Periplasmic Proteins

• Nutrient transport proteins that deliver nutrients to the cytoplasmic membrane
• Catabolic enzymes
  • Proteases, lipases, etc
• Components of cellular structures (e.g., pili, flagella)
• Penicillin-binding proteins
• Antibiotic resistance enzymes (e.g., β-lactamases)

Gram-Positive Cell Wall

• No outer membrane
• Thick PG layer (20 - 80 nm; PG layer is < 10 nm in Gram-negatives)
• Contains Teichoic acids
• Small periplasmic space

Teichoic Acids

• A major component of the Gram-positive cell wall
  • ~50% by weight (Bacillus subtilis)
• Linear polymers of glycerol or ribitol joined by phosphates; typically about 20-30 glycerol units (B. subtilis)
• Phosphate groups negatively charged
• Glycerol/ribitol can have glucosamine or D-alanine substituents
  • R group figure is positively charged
• Wall teichoic acid (WTA): teichoic acid is attached to NAM or peptide in PG and extends beyond PG surface.
• Lipoteichoic acid (LTA) is attached to glycolipids in the cytoplasmic membrane and is associated with PG.

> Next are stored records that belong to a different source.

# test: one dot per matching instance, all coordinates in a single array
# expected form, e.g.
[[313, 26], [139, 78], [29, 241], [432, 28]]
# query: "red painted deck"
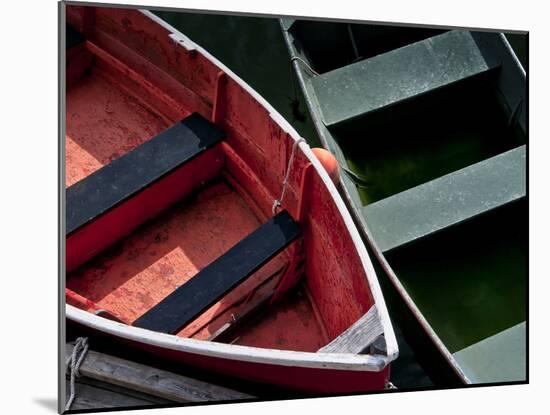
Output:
[[126, 84]]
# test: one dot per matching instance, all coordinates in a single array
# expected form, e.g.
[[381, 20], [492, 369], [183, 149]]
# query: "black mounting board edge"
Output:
[[140, 168], [231, 269], [73, 37]]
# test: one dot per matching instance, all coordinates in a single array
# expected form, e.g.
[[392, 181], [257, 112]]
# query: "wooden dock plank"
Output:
[[152, 381]]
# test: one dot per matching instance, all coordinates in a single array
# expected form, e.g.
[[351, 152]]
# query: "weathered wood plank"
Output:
[[359, 336], [152, 381], [94, 397]]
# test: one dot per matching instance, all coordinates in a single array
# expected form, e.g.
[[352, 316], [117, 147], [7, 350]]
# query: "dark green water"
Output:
[[453, 132], [470, 282]]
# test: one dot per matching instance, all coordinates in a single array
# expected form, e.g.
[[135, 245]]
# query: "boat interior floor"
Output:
[[105, 121], [137, 273]]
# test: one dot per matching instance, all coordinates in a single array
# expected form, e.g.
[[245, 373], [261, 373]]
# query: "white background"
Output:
[[28, 202]]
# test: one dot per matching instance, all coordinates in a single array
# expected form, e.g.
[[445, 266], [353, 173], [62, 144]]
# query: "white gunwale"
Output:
[[336, 361]]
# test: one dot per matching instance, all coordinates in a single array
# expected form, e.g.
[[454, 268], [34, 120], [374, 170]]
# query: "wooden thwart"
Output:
[[152, 381], [130, 174], [225, 273]]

Functions of Teichoic Acids

• Anchor the cell wall to cytoplasmic mambrane
• Bind to cations and minimize repulsion
• Control access to the cell wall surface
  • Regulate where PG is degraded during cell division
• D-alanylation protects against antibiotics, host defenses.
• Contribute to pathogenesis
  • Adhesion, biofilm formation, and colonization of host tissues
  • Their release can cause severe inflammatory response
• Recognized by the innate immune system as microbe-associated molecular patterns (MAMPs)
  • They are also activators of pattern recognition receports on imune cellse.g., toll-like receptors (TLRs)

Mycobacteria

• Group of Gram-positive bacteria
  • Mycobacterium tuberculosis
• Difficult to stain because Gram-staining usually does not appear as pink or purple under a microscope
• Need acid-fast staining
  • Heat needed to stain cell wall
  • Decolorize with acid-alcohol--mycobacteria retain stain and other cells decolorize Unusual cell walls

Mycobacterial Cell Wall

• Considered Gram-positive, but have an outer membrane
• The membrane is made of mycolic acids, not LPS
• Arabinogalactan between PG and outer membrane
  • Sugar polymers
  • Covalently connects mycolic acids to PG

Mycobacterial Outer Membrane

• Outer membrane is an asymmetrical bilayer with an inner leaflet of mycolic acids and an outer leaflet of mixture of lipids, with no phospholipids
• Very hydrophobic and highly impermeable
  • Impenetrable from stains and many antibodies/antibiotics
• Porins (specialized channels) are needed for small molecules to enter

Description

Explore the structure of LPS and its role in Gram-negative outer membrane functions. Understand bacterial cell wall structures, including teichoic acids in Gram-positive bacteria and the unique mycobacterial cell wall. Also, examine the impact of cell wall structure on antibiotic susceptibility, using MIC values for E. coli and S. aureus.